By the way, we’re not done with nulls yet. Queries can sometimes run without utilizing an index because a NOT NULL constraint is absent. Constrains are thus not only important to enforce consistency but also to ensure consistent performance of your queries. Furthermore, functions on columns with NOT NULL constraints can lead to the same (unwanted) behaviour. The reason is that Oracle does not know whether a function preserves the NOT NULL constraint of the column. For some internal functions, though, Oracle knows that NOT NULL is preserved, which means that it can still use any available and relevant indexes. Examples of such internal functions are LOWER() and UPPER().

User-defined functions are black boxes as far as the optimizer is concerned.
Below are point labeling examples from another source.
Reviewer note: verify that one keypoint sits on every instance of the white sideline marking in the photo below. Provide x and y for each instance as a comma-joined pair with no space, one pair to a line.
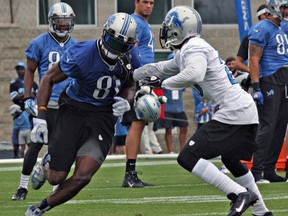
168,199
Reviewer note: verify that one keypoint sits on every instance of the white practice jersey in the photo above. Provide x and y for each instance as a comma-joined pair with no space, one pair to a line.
198,65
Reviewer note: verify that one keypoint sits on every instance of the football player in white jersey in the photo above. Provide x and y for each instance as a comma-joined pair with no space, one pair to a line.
232,130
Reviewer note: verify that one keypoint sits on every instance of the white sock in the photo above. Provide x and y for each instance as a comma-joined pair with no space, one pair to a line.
209,173
247,181
24,181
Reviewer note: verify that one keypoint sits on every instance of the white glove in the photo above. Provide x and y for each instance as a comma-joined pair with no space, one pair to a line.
120,106
31,107
39,134
143,90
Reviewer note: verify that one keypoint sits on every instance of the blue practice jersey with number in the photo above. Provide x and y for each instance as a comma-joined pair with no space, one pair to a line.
46,50
145,39
95,81
274,42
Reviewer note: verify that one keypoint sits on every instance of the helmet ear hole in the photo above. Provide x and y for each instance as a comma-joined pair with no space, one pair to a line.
148,108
As of Oracle Database 11g, virtual columns can be used to circumvent the issue. Virtual columns are not stored and they are derived (or computed) from other columns in the same table. They are created like normal columns but with the syntax of col_name [ data_type ] [ GENERATED ALWAYS ] AS ( expression ) [ VIRTUAL ], where the entries between square brackets are optional although highly recommended to indicate that the column in question is merely virtual. An index on a virtual column is like a function-based index on a normal column, but it has the benefit that you can add the NOT NULL constraint to it. Hence, the optimizer can treat the expression as a NOT NULL-preserving function. Sweet!